Coordinating Multiple LLM Agents: Cross-Domain Synthesis

After building the specialist agents, the output looked impressive.

It was not useful enough.

The system produced:

12 technical findings
14 risk findings
10 cost findings
timeline findings

That is a lot of analysis. It is also a lot to read.

The coordinator is the piece that turns those separate findings into something a person can act on.

Aggregation is not synthesis

The first version of the coordinator just ran the agents and returned their results.

class Coordinator:
    def __init__(self, client):
        self.technical_agent = TechnicalAnalyzer(client=client)
        self.risk_agent = RiskAnalyzer(client=client)
        self.cost_agent = CostAnalyzer(client=client)
        self.timeline_agent = TimelineAnalyzer(client=client)

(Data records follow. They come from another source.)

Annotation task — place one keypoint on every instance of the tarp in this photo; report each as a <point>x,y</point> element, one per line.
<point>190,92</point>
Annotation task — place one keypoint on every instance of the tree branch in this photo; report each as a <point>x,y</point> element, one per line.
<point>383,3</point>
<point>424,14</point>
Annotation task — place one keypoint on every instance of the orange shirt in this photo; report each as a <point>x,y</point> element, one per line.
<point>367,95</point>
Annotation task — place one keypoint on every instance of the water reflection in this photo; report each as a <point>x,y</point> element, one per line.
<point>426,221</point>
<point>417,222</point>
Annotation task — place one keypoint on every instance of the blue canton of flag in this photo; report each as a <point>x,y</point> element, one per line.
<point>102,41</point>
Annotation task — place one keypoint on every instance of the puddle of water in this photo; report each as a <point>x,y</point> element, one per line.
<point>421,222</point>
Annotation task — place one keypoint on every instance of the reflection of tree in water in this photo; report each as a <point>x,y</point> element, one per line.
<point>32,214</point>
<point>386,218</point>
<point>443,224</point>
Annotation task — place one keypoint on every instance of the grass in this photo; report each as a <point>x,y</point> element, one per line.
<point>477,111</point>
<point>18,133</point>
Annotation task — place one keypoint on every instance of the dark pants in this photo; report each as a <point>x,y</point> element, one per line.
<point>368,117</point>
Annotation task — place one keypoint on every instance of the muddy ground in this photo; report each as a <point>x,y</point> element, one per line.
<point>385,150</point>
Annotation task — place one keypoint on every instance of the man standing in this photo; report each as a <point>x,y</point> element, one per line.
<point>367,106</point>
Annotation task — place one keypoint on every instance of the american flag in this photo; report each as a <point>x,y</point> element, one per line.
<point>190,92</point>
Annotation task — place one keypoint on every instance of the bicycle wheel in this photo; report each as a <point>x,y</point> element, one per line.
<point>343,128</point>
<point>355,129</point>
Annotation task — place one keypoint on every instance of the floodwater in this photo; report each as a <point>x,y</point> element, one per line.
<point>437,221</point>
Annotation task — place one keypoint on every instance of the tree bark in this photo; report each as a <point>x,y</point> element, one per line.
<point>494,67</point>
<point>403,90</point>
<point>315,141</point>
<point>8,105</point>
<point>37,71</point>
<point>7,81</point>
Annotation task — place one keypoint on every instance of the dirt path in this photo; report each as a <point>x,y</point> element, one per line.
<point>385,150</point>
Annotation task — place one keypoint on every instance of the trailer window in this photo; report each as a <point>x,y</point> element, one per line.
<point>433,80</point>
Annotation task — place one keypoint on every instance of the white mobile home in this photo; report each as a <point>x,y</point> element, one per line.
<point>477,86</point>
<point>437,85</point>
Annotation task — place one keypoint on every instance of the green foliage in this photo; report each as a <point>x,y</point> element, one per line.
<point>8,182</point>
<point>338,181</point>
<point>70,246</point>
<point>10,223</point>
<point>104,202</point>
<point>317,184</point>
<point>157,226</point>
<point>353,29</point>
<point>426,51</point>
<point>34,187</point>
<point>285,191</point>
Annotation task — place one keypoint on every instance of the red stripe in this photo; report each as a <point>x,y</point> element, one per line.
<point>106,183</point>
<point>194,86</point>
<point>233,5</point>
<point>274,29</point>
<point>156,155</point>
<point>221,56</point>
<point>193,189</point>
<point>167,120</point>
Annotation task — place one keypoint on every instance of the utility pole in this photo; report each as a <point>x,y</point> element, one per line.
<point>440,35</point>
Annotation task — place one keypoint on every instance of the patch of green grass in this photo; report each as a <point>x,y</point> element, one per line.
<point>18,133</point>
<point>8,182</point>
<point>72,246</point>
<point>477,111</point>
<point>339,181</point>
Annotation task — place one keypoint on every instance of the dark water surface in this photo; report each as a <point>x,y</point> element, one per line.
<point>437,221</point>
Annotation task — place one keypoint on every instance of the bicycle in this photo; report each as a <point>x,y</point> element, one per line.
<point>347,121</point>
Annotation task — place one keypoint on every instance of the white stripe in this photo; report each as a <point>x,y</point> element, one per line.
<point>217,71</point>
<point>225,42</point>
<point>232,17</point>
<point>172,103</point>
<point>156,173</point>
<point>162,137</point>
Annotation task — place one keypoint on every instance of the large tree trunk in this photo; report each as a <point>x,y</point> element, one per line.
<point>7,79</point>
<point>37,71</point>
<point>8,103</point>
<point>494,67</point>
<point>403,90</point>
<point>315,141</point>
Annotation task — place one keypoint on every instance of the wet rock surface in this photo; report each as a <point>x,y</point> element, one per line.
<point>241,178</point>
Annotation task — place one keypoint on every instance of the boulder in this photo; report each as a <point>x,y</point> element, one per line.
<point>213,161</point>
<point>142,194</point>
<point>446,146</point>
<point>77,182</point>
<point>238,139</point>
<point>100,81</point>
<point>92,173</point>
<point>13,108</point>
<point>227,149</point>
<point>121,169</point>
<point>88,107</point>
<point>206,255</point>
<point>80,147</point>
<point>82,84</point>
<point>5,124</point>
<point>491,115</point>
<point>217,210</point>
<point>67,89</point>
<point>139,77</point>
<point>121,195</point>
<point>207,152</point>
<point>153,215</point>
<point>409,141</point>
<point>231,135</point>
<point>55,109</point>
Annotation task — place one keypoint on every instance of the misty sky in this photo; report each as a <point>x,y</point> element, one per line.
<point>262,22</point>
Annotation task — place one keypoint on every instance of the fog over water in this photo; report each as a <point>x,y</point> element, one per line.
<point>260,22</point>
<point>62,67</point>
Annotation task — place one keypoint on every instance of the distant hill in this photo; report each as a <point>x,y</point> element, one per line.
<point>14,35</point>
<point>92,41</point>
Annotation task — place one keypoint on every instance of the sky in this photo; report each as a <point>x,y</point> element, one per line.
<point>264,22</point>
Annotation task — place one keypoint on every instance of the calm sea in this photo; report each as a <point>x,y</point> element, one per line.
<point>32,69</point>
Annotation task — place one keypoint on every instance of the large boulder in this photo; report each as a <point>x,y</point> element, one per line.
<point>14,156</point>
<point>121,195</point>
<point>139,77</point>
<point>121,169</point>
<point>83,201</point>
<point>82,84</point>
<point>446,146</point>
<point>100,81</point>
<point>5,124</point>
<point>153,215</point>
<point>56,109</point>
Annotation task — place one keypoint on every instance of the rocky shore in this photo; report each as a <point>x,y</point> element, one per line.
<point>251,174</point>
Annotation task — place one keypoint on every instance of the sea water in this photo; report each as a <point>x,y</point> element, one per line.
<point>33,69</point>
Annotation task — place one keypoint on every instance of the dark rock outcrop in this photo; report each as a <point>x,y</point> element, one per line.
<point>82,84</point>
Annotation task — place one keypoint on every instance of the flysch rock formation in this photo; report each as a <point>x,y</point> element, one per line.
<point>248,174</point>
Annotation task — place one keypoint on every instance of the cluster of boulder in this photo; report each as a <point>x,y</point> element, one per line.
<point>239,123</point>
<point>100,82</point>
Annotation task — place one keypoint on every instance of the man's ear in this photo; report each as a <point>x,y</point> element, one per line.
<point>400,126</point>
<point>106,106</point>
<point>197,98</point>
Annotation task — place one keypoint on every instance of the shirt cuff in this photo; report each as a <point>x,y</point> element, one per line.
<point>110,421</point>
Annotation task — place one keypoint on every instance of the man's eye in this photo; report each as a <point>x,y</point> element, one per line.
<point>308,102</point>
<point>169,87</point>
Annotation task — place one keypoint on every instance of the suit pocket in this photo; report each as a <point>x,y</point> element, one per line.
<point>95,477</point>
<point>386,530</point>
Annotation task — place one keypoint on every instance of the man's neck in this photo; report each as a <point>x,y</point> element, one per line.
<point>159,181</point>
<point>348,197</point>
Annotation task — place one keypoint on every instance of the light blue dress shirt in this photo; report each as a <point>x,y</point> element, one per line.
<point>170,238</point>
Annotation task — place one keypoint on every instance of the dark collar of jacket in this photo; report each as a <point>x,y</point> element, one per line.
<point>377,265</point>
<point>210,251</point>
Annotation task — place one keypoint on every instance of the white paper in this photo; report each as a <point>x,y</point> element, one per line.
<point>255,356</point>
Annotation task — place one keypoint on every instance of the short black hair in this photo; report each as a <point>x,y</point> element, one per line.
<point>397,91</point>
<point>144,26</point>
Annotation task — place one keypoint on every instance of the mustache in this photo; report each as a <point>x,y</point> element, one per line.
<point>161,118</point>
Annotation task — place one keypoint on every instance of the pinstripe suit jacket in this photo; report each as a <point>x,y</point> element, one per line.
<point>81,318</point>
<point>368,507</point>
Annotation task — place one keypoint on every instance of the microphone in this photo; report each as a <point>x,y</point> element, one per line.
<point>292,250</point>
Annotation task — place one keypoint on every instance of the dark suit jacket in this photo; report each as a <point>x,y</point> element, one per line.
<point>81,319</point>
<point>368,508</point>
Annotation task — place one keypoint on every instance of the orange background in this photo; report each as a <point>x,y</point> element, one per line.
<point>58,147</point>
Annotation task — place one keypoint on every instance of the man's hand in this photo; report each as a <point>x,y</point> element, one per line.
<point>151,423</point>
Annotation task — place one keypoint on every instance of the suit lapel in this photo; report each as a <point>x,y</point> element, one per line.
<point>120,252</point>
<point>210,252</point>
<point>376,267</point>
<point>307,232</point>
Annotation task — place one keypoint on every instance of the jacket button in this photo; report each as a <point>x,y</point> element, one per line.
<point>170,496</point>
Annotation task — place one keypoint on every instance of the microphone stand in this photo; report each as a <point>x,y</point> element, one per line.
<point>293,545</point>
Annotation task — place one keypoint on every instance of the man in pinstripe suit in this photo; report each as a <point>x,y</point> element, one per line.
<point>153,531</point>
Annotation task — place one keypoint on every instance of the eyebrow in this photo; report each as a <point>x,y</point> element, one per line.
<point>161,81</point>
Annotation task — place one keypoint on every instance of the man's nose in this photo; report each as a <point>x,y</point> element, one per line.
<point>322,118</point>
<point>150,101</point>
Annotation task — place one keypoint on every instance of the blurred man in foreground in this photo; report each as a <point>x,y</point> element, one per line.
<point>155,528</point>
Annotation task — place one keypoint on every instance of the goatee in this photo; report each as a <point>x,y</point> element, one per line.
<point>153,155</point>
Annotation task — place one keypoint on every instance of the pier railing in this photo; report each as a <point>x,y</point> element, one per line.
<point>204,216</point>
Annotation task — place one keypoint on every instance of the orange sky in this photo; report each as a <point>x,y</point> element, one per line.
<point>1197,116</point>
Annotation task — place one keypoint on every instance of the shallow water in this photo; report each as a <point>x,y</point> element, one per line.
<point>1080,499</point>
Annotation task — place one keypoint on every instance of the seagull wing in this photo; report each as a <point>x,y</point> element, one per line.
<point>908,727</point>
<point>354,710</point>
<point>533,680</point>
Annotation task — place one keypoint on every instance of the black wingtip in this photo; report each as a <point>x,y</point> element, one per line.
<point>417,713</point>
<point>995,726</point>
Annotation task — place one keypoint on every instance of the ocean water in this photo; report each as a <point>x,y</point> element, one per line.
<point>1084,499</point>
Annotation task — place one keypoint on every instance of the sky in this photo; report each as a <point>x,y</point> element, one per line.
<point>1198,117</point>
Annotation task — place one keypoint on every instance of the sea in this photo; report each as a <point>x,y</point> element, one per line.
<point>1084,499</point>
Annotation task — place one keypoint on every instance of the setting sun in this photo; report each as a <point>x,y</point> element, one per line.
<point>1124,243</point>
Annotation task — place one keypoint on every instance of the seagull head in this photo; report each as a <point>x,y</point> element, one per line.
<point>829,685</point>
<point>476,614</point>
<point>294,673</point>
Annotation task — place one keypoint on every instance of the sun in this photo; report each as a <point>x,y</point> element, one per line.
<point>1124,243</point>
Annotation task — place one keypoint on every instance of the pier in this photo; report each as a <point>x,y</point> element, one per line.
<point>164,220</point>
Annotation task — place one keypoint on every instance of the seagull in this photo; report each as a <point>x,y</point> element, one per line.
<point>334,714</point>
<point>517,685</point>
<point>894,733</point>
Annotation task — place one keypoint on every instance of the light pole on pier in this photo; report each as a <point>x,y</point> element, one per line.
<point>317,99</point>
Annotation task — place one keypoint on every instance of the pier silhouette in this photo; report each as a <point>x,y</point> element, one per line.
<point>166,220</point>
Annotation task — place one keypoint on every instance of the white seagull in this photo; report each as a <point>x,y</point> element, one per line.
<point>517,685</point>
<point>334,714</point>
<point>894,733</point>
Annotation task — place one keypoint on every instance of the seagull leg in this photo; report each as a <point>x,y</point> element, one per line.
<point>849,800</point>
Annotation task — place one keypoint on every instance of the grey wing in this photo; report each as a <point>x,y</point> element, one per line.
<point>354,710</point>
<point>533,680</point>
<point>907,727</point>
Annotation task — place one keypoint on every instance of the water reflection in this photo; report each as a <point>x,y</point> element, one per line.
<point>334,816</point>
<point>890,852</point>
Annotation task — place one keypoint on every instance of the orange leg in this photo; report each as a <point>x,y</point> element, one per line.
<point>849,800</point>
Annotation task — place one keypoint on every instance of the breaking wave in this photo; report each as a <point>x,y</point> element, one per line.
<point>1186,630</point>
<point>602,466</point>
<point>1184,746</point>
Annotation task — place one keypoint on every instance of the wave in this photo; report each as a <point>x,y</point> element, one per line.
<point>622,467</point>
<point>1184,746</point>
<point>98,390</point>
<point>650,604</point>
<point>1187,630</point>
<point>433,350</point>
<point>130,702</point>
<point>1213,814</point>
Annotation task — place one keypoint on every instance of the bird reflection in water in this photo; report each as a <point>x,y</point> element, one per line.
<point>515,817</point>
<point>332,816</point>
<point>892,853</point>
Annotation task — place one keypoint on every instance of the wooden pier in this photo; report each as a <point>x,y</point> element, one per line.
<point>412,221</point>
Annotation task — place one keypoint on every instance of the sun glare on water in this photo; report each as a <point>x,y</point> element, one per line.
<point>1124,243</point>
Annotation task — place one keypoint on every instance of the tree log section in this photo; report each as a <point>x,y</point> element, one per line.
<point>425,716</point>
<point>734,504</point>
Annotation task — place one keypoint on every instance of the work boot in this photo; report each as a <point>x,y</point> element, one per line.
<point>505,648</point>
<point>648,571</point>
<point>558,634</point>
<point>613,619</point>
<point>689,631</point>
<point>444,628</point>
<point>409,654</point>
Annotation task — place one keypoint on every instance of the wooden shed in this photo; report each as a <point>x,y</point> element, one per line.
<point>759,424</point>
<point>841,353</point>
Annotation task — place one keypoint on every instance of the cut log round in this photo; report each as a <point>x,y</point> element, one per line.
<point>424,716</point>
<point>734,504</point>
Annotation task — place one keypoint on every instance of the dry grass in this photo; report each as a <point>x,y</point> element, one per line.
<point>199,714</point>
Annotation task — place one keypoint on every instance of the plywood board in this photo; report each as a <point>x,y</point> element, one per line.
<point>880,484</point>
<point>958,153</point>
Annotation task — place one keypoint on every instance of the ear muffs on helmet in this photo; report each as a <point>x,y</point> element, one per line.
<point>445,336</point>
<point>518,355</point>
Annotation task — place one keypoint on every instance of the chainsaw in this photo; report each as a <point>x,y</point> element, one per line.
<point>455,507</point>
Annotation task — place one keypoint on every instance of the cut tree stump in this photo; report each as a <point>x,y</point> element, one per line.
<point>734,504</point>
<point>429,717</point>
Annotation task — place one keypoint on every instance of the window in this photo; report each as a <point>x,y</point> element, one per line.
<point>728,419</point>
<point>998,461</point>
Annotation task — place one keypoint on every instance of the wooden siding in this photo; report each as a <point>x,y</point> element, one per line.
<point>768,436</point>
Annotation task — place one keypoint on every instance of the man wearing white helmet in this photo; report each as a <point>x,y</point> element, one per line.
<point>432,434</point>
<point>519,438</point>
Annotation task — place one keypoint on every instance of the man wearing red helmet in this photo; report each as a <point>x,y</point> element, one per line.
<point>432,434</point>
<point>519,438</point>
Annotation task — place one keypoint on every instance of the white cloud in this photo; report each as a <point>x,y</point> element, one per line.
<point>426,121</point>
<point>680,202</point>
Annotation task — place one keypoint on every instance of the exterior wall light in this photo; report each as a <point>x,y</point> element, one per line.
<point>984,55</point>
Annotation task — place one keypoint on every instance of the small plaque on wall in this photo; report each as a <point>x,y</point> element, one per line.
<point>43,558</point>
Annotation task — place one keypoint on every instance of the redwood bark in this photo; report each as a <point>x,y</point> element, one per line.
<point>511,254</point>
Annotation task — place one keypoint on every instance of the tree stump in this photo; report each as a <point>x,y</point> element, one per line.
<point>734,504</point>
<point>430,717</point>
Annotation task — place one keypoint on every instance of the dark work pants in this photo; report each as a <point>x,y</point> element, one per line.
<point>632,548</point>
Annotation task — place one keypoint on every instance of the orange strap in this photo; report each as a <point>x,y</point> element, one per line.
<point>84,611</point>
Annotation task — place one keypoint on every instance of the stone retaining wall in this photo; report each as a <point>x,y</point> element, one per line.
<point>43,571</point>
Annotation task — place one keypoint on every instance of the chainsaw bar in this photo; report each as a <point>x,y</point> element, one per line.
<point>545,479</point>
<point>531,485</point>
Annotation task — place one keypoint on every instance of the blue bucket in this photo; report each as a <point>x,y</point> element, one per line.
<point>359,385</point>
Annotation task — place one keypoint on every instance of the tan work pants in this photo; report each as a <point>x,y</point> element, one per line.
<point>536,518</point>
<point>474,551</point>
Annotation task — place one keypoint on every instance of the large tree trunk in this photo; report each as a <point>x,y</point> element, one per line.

    def analyze(self, rfp_text: str) -> dict:
        technical = self.technical_agent.analyze(rfp_text)
        risk = self.risk_agent.analyze(rfp_text)
        cost = self.cost_agent.analyze(rfp_text)
        timeline = self.timeline_agent.analyze(rfp_text)

        return {
            "technical": technical,
            "risk": risk,
            "cost": cost,
            "timeline": timeline,
        }

This is orchestration, but it is not synthesis.

It answers:

What did each agent find?

It does not answer:

What matters most?

That second question is the coordinator’s job.

The synthesis prompt

The coordinator gets the structured findings from each specialist and looks for cross-domain patterns.

SUMMARY_SYSTEM_PROMPT = """
You are a senior analyst synthesizing findings from multiple specialists.

You are given:
- technical findings
- risk findings
- cost findings
- timeline findings

Your job:
- identify the most important cross-cutting issues
- avoid duplicates
- highlight the biggest risks to success
- recommend concrete next steps

Do not invent facts not supported by the specialist findings.
Do not state specific dollar ranges or industry benchmarks unless supported by input.
When uncertainty exists, label it as uncertainty instead of guessing.

Return JSON only:

{
  "summary": {
    "overall_assessment": "",
    "top_concerns": [],
    "recommended_next_steps": []
  }
}
"""

The constraints matter. Without them, the coordinator becomes too confident. It starts adding industry benchmarks, cost ranges, and legal conclusions that were not grounded in the input.

That happened in testing.

The coordinator produced a strong-looking report with made-up cost ranges. It looked polished. That made it more dangerous.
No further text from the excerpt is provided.